When you add this component to your workflow, it first asks the LM Studio server for a list of available models. You pick one from the dropdown. The component then sends your text to the server’s embeddings endpoint, receives a vector representation, and outputs that vector. The whole process happens automatically, so you don’t need to write any code.

Inputs

Input Fields

  • LM Studio Base URL: The web address where your LM Studio server is running (e.g., http://localhost:1234/v1). This tells the component where to send requests.
  • Model: The specific LM Studio model you want to use for embeddings. The list is refreshed automatically from the server.
  • Model Temperature: A number that controls how random the model’s output can be. Lower values (e.g., 0.1) make the output more deterministic.

Outputs

  • Embeddings: A vector representation of the input text. You can feed this output into other components such as similarity search, clustering, or downstream AI models.

Usage Example

  1. Add the component to your dashboard and connect the text you want to embed to its input.
  2. Set the LM Studio Base URL to the address of your server (default is http://localhost:1234/v1).
  3. Choose a model from the dropdown. If you’re unsure, pick the first one listed.
  4. Leave the temperature at 0.1 for stable results.
  5. Run the workflow.

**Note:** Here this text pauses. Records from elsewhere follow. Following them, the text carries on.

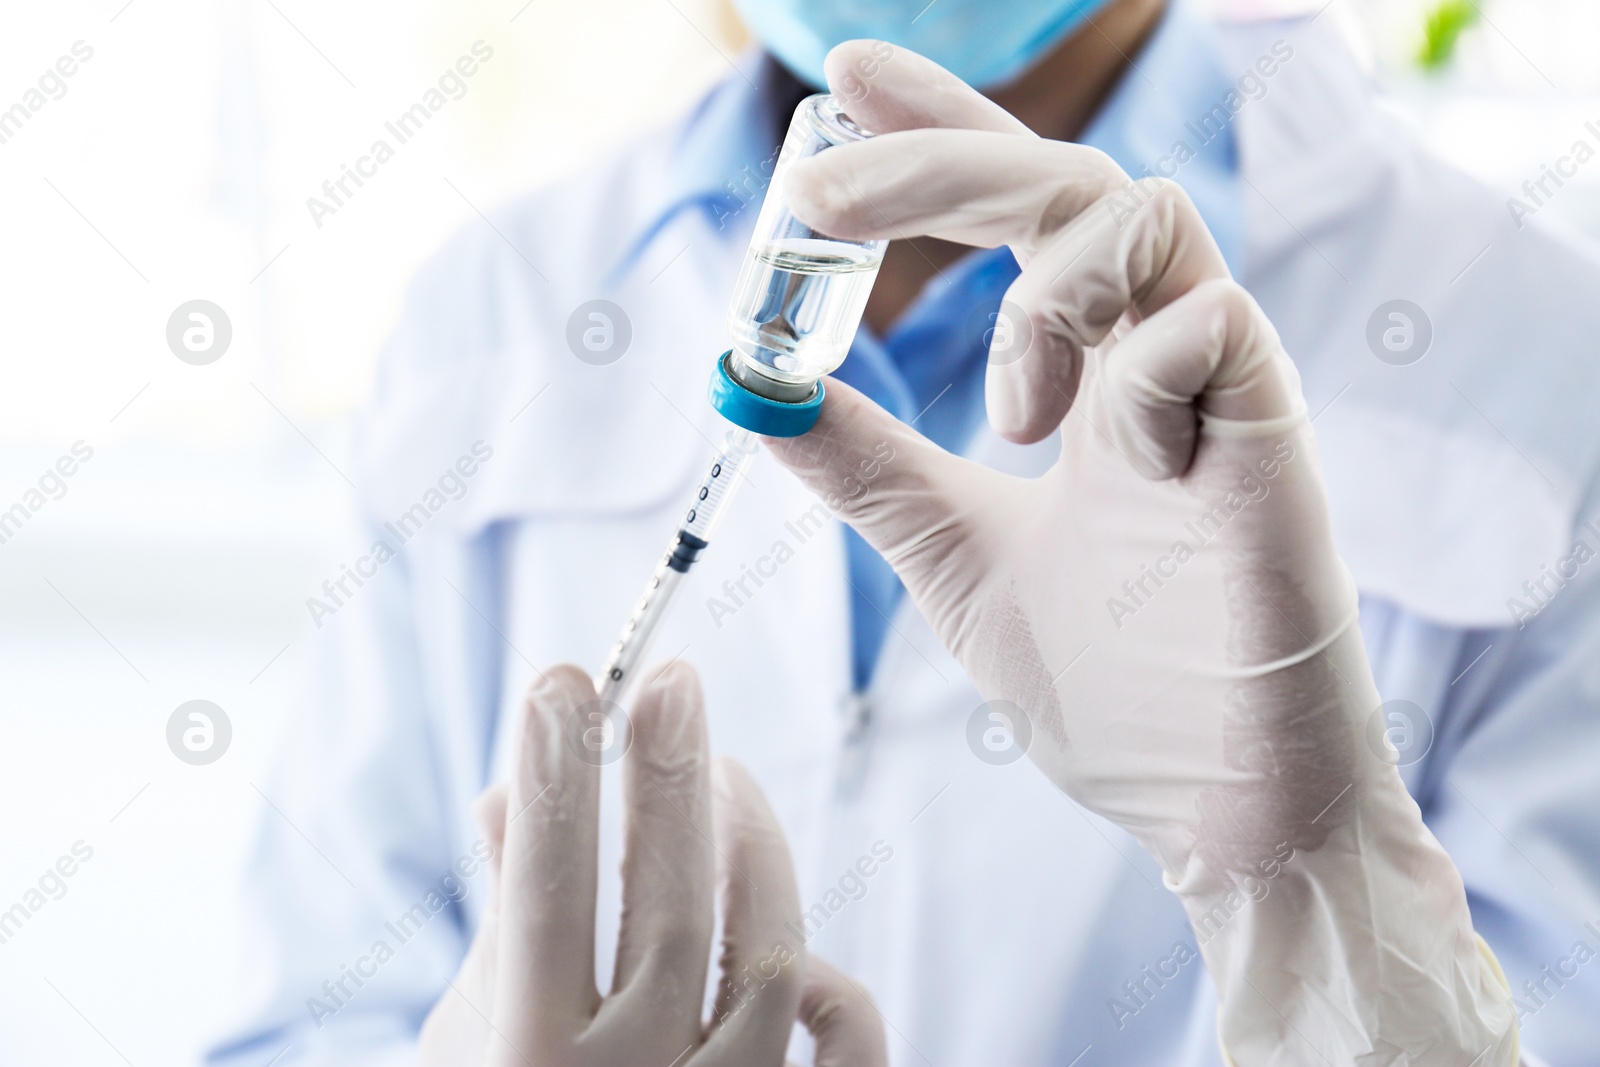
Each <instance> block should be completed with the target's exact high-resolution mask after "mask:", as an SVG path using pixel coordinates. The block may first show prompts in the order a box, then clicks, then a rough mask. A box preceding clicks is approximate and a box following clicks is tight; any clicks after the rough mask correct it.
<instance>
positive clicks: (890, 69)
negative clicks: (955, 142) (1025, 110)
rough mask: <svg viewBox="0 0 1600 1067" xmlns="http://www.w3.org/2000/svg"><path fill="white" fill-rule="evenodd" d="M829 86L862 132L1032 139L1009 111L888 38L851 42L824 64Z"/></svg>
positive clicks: (921, 56) (952, 75)
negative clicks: (919, 131) (947, 133)
mask: <svg viewBox="0 0 1600 1067" xmlns="http://www.w3.org/2000/svg"><path fill="white" fill-rule="evenodd" d="M822 70H824V74H826V75H827V88H829V91H830V93H832V94H834V98H835V99H838V101H843V104H845V110H846V112H850V117H851V120H854V122H856V125H859V126H861V128H862V130H872V131H874V133H893V131H896V130H923V128H930V126H944V128H949V130H992V131H994V133H1013V134H1022V136H1026V138H1032V136H1034V131H1032V130H1029V128H1027V126H1024V125H1022V122H1021V120H1019V118H1016V117H1013V115H1011V112H1008V110H1006V109H1003V107H1000V106H998V104H995V102H994V101H992V99H989V98H987V96H984V94H982V93H979V91H978V90H974V88H973V86H970V85H966V82H962V80H960V78H958V77H955V75H954V74H950V72H949V70H946V69H944V67H941V66H939V64H936V62H934V61H933V59H928V58H926V56H918V54H917V53H914V51H910V50H906V48H896V46H894V45H891V43H888V42H883V40H846V42H843V43H842V45H835V46H834V50H832V51H829V53H827V59H826V61H824V64H822Z"/></svg>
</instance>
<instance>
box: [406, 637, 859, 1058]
mask: <svg viewBox="0 0 1600 1067" xmlns="http://www.w3.org/2000/svg"><path fill="white" fill-rule="evenodd" d="M544 677H546V681H544V683H541V685H538V686H534V688H533V691H531V693H530V694H528V702H526V710H525V718H523V723H522V742H520V757H518V760H517V768H515V771H514V776H512V781H510V784H509V789H507V787H499V789H494V790H490V792H488V793H485V797H482V798H480V803H478V817H480V822H482V824H483V832H485V837H486V840H488V841H490V843H491V845H493V846H494V854H496V857H498V862H496V867H494V877H496V888H494V891H493V894H491V899H490V904H488V909H486V912H485V915H483V923H482V926H480V928H478V933H477V936H475V937H474V941H472V949H470V950H469V952H467V958H466V961H464V963H462V965H461V971H459V973H458V974H456V979H454V981H453V982H451V985H450V990H448V992H446V993H445V995H443V997H442V998H440V1001H438V1003H437V1005H435V1006H434V1011H432V1013H430V1014H429V1017H427V1021H426V1022H424V1025H422V1037H421V1046H419V1064H422V1067H470V1065H474V1064H485V1065H490V1067H589V1065H592V1067H627V1065H630V1064H640V1065H656V1067H667V1065H669V1064H672V1065H674V1067H723V1065H725V1067H762V1065H763V1064H765V1065H771V1067H778V1065H779V1064H782V1062H784V1049H786V1048H787V1045H789V1035H790V1030H792V1027H794V1022H795V1017H797V1013H798V1017H800V1021H802V1022H803V1024H805V1025H806V1027H808V1029H810V1030H811V1033H813V1037H814V1040H816V1062H818V1065H819V1067H883V1065H885V1064H886V1062H888V1061H886V1051H885V1041H883V1030H882V1025H880V1021H878V1014H877V1009H875V1008H874V1006H872V1001H870V1000H869V998H867V997H866V993H864V992H861V990H859V989H858V987H856V985H853V984H851V982H850V981H848V979H845V977H843V976H842V974H838V973H837V971H834V969H832V968H830V966H827V965H826V963H822V961H821V960H816V958H806V955H805V945H803V944H800V942H797V941H795V937H794V936H792V934H790V933H789V931H787V929H786V926H784V923H794V925H795V926H798V925H800V897H798V893H797V889H795V878H794V865H792V862H790V859H789V846H787V843H786V841H784V835H782V830H781V829H779V825H778V821H776V819H774V816H773V813H771V808H768V805H766V798H765V797H762V790H760V789H758V787H757V785H755V782H754V781H752V779H750V776H749V773H746V771H744V768H741V766H739V765H736V763H733V761H730V760H718V761H717V763H715V765H712V763H710V760H709V755H707V747H706V717H704V709H702V699H701V691H699V680H698V678H696V675H694V672H693V670H691V669H690V667H686V665H683V664H678V665H674V667H669V669H667V670H664V672H661V673H659V675H658V677H656V678H654V680H651V683H650V685H648V686H645V688H643V691H642V693H640V697H638V704H637V707H635V709H634V712H632V723H634V739H632V747H630V749H629V753H627V757H624V774H626V784H624V789H626V805H627V809H626V822H627V825H626V845H624V849H626V851H624V861H622V928H621V936H619V942H618V953H616V976H614V979H613V989H611V993H610V995H608V997H602V995H600V992H598V990H597V989H595V976H594V957H595V949H594V937H595V888H597V837H598V805H600V768H598V766H597V765H592V763H590V761H586V760H579V758H576V757H574V755H573V750H571V749H570V744H568V741H570V739H568V731H570V729H571V723H573V721H574V720H573V712H574V709H578V707H579V705H581V704H584V702H586V701H594V699H595V691H594V686H592V683H590V680H589V677H587V675H586V673H584V672H582V670H579V669H576V667H555V669H550V670H547V672H546V673H544ZM582 726H587V721H584V720H582V717H579V720H578V728H579V729H581V728H582ZM712 781H714V782H715V805H712ZM714 806H715V816H714V813H712V808H714ZM507 811H510V813H512V816H510V821H509V822H507V817H506V813H507ZM714 840H715V856H717V859H718V864H717V867H718V875H717V877H718V878H720V883H722V886H720V893H722V902H723V926H725V931H723V944H722V974H723V981H722V985H720V990H718V997H717V1003H715V1008H714V1013H712V1022H710V1024H709V1025H707V1024H704V1022H702V1019H701V1005H702V1000H704V995H706V969H707V966H709V960H710V937H712V925H714V912H712V904H714V901H712V891H714V885H712V878H714V875H712V869H714V862H712V857H714V848H712V841H714Z"/></svg>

The component will output an embeddings vector that you can use in the next step of your automation.
  • OpenAIEmbeddings – Uses OpenAI’s API to generate embeddings.
  • HuggingFaceEmbeddings – Generates embeddings from Hugging Face models.
  • VectorStore – Stores and searches embeddings in a database.

Tips and Best Practices

  • Check the server is running before running the workflow; otherwise the component will fail to retrieve models.
  • Use a specific model that matches your text domain for better quality embeddings.
  • Keep the temperature low (e.g., 0.1) unless you need more varied outputs.
  • Install langchain-nvidia-ai-endpoints if you haven’t already; the component won’t work without it.

Security Considerations

  • The LM Studio Base URL may expose sensitive endpoints. Use a secure network or VPN when connecting to a remote server.
  • The component currently uses a hard‑coded API key (1234). In production, replace this with a secure key or environment variable to protect your credentials.